I just bought a Sansui 800 Receiver off epay for $30 for my basement shop. I have found memories of being in my dad's shop as a kid working on kid things while my dad was cranking classic rock on his motorola (I think?) mono radio while working on home projects. I was looking for the a similar vintage sound for my shop and thought this was cheap enough to bite.
I received the receiver and the power button works very quirkely (word?) and the volume and balance pot are hideously noisey, with even one channel cutting out except for 10% of the contact. I guess that is to be expected despite the "in good working condition" ad. Anyway, I cracked it open to take a look-see. Whoa, that is engineering! Don't see that kind of parts and work in today's stuff. The receiver dial has a must be 3lb weight on the back to make it smooth.
Then I flip it over and low and behold a full detailed schematic in a pouch on the bottom!!! The entire receiver is detailed in this thing.

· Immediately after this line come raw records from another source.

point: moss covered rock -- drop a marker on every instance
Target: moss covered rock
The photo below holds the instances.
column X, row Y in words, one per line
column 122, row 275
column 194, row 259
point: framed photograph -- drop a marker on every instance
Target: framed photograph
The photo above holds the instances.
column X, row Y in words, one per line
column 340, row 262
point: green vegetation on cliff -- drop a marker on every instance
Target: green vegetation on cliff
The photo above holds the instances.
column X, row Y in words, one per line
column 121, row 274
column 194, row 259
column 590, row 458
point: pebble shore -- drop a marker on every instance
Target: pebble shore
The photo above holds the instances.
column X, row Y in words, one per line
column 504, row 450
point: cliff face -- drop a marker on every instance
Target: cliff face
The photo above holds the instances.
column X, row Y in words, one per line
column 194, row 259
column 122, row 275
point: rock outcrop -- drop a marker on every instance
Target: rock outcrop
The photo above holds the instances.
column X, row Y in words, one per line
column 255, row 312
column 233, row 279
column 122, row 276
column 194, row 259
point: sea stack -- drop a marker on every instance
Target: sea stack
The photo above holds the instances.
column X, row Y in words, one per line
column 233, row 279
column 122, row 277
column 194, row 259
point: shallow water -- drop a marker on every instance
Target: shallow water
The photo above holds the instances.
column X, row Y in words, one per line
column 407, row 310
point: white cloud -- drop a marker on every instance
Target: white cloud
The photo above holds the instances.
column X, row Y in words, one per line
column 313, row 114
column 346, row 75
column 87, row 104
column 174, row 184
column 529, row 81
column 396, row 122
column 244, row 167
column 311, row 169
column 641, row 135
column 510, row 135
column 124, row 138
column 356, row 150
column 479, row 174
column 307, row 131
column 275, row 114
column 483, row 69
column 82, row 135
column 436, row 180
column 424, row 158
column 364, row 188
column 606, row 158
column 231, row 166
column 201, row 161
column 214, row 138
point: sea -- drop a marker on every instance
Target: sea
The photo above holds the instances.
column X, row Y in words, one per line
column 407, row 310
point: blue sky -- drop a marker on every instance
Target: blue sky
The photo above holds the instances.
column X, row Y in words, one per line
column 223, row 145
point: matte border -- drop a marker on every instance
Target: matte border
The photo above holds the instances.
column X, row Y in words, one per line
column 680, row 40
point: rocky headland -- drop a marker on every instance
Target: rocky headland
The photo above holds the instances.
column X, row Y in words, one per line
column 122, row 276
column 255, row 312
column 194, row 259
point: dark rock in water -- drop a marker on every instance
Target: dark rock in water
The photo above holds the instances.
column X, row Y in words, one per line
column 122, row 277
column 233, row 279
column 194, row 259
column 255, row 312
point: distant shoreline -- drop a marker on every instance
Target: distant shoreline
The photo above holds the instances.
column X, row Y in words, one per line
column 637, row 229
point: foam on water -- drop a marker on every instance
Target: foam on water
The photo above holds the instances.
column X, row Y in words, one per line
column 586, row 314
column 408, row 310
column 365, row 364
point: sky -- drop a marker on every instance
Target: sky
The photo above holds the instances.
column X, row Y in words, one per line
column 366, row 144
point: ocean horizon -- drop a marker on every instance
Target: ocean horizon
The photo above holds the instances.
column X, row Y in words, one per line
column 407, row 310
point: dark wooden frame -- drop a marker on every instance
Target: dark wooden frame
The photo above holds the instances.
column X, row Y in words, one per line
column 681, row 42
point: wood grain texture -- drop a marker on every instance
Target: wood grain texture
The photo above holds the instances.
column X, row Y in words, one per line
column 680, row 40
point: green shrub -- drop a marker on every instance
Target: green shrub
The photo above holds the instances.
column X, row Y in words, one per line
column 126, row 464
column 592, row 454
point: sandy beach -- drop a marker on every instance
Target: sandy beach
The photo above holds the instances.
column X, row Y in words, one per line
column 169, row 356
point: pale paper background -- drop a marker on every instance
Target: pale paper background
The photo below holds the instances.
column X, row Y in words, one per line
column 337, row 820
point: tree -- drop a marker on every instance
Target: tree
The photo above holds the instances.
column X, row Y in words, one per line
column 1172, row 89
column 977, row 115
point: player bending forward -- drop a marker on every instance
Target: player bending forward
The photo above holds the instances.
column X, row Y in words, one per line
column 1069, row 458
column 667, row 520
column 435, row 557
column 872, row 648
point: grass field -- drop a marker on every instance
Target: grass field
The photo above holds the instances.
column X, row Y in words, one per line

Don't see that these days. Then I happened to look back at the paperwork that came with the receiver and wouldn't you know, what I mistook for a operations manual (there is one of those too) was really the service manual with a step by step schematic, diagram and how-to service manual. Even a newbiephile like myself can take a whack at this!
For $30 I'd hardly expect to get the paperwork, not to mention and so-so working prototype. Actually it is working ok, if you can get the power to click and hit that volume spot where the speakers aren't crackling. But the source selector has an extention and open frame switch that would easily cost you >$30 these days on epay.
This has got to be my funnest electronics learning project yet!